Anyway, the old man's various executors and lieutenants want Lara to sign papers declaring him dead — a formality that will also unlock her vast inheritance — but she won't hear of it. So she scrapes out a living delivering takeout via bicycle in London, an arrangement that leaves her behind on the dues at the MMA gym where we meet her her getting her lingonberries stewed and her herring pickled, but refusing to tap out until her sparring partner nearly suffocates her.
If you're already rolling your eyes at how artlessly the movie establishes her familiarity with martial arts and her indomitable spirit, I've got bad news for you: This shaky first act is the movie's least yawn-inducing. A posthumous message from her father sets Lara off on a mission to discover his fate, and she hires Lu Ren (Daniel Wu), a drunken boat captain to take her to an "uninhabitable" island in the middle of "The Devil Sea" — a place that, after the movie spends an entire sequence setting up how hidden and inhospitable and dangerous it is, will later turn out to be easily accessible by helicopter. En route to that secret island (actually South African wine country), Vikander buckles more swashes than she ever has in a movie, but all we learn from these exercises is how much less interesting it is to watch her work her way through the Hero's Journey than, say, Daisy Ridley or Jennifer Lawrence.

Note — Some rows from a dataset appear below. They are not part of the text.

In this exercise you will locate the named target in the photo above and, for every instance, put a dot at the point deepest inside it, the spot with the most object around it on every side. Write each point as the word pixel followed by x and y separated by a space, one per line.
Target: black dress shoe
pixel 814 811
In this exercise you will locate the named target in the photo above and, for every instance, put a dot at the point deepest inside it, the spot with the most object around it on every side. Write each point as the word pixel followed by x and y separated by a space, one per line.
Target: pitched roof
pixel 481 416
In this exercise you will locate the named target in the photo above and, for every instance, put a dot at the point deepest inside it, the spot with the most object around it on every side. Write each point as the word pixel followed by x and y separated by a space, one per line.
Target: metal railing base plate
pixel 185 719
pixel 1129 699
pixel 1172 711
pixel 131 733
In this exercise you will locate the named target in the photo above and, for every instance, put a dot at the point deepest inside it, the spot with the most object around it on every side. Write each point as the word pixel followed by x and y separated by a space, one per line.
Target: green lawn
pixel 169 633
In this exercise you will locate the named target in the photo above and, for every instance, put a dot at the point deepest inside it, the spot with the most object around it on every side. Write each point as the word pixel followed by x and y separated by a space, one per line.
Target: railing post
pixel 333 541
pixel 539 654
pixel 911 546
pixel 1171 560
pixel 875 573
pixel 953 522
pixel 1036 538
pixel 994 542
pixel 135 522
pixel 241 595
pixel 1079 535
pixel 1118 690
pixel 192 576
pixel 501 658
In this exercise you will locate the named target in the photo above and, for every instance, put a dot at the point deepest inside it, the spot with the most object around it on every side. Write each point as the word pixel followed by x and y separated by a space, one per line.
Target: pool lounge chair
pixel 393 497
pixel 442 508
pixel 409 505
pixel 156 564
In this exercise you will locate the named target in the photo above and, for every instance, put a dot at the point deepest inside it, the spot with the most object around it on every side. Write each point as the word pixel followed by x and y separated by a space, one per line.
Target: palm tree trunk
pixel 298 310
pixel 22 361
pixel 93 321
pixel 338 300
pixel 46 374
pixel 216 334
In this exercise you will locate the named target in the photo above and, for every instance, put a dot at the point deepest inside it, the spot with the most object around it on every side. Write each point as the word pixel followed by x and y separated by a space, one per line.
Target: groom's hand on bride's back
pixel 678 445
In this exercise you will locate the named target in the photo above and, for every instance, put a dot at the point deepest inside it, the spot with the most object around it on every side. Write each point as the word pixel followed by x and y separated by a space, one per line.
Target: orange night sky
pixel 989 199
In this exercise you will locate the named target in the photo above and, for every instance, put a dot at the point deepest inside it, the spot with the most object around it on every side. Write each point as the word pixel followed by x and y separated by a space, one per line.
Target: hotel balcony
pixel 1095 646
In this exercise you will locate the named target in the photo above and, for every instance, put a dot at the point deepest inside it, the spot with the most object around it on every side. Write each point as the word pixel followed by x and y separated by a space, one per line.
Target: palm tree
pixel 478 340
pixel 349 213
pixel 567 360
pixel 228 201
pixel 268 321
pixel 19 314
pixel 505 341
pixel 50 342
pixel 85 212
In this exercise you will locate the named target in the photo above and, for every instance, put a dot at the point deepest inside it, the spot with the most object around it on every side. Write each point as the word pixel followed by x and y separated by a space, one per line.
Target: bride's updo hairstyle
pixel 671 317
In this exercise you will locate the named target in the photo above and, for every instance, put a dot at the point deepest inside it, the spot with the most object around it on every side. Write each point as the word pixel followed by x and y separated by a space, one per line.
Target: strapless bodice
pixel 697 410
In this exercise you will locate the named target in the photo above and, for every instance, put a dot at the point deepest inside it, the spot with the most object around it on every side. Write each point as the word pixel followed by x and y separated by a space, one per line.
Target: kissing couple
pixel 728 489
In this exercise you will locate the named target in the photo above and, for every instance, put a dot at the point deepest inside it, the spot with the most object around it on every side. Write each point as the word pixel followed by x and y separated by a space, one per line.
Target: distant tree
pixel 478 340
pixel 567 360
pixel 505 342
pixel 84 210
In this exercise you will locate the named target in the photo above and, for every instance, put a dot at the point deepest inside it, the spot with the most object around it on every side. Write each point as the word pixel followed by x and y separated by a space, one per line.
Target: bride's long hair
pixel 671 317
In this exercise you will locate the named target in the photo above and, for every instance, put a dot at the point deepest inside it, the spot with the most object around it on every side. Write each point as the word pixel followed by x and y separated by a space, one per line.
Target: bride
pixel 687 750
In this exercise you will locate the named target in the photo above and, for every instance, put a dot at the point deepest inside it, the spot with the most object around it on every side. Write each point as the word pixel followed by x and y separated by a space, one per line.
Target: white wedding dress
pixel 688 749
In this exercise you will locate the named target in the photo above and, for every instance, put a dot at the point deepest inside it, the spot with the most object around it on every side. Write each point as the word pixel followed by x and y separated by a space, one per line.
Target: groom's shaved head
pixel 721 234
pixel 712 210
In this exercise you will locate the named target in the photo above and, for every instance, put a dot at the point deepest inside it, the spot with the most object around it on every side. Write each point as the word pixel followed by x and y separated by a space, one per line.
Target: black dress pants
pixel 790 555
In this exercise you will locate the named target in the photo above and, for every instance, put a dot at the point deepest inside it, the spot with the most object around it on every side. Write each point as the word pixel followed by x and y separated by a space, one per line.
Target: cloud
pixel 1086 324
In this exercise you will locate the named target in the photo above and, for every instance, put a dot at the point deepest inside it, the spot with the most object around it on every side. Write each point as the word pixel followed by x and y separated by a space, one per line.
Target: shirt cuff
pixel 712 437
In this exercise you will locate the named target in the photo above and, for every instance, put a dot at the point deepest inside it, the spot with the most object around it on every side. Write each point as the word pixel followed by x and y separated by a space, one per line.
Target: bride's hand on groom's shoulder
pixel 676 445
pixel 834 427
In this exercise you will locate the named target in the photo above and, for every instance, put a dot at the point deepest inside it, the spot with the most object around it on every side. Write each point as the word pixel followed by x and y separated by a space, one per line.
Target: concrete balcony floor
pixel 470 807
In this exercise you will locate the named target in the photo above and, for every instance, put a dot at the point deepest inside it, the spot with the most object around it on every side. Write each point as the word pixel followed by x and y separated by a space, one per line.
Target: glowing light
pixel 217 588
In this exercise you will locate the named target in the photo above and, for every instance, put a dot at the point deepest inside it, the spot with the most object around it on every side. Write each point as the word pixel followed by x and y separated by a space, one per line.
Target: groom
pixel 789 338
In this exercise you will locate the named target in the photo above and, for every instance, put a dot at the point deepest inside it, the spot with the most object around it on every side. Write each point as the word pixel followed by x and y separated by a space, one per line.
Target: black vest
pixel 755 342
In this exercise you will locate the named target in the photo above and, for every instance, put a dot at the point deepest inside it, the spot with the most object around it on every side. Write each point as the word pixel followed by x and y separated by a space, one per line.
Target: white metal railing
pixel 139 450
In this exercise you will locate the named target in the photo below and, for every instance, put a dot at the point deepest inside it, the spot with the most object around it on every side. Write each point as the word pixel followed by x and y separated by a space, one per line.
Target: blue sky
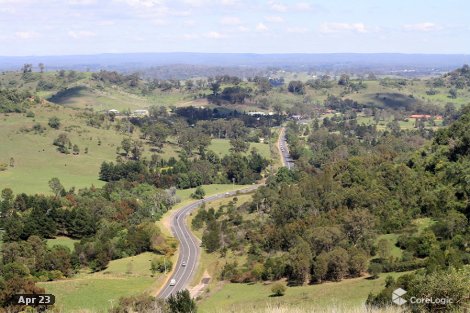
pixel 54 27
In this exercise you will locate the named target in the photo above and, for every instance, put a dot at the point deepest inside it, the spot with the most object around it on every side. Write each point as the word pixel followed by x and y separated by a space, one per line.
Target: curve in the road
pixel 284 150
pixel 189 244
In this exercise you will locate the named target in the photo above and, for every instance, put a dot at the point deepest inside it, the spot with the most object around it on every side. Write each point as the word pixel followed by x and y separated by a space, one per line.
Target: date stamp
pixel 33 300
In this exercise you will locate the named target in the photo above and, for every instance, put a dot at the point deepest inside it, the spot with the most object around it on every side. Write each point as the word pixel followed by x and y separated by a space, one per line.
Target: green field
pixel 37 160
pixel 222 147
pixel 99 291
pixel 349 293
pixel 63 241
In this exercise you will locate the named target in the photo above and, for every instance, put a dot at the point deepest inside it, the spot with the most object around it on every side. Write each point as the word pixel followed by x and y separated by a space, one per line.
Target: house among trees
pixel 419 116
pixel 138 113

But it isn't fair to lay the movie's frantic inertia at Vikander's boots alone. Tomb Raider V.2 is an imagination-negation engine so powerful that even Dominic West and Kristin Scott Thomas and Derek Jacobi (!) and Walton Goggins — an absolutely electrifying malefactor in the The Shield and Justified — only register as set decoration. The machinations of fate never cease to amaze me, particularly with regard to how often they require superb actors like Goggins to say things like "the machinations of fate never cease to amaze me" in crappy movies like this one.
Nothing in the film is memorable. Not a shot, a line, certainly not one entire scene. It's isn't awful, but its invasive, thudding mediocrity will make you wish it were. With its daddy issues and its not-particularly-thoughtful treasure maps and puzzles, Tomb Raider has more than a whiff of Indiana Jones and the Last Crusade about it, but Indiana Jones and the Kingdom of the Crystal Skull — the widely reviled vestigial tail on the franchise the Tomb Raider games and movies were copying even in their earliest iterations — had more resourceful women, funnier jokes and more imaginative set pieces than this movie. It also didn't make you wait 90 minutes before anyone raided a tomb.
Inevitably, there's an dull coda that sets up a sequel, but by that point you'll have been vainly searching the frame for the words GAME OVER for at least half an hour. The screening I saw was preceded by a trailer for Ready Player One, Steven Spielberg's adaptation of Ernest Cline's novel about a teen in the year 2045 whose obsession with 80s and 90s pop culture allows him to triumph over an evil corporation. It's hard to imagine Spielberg's film will posit 90s nostalgia as a more destructive force that Tomb Raider does.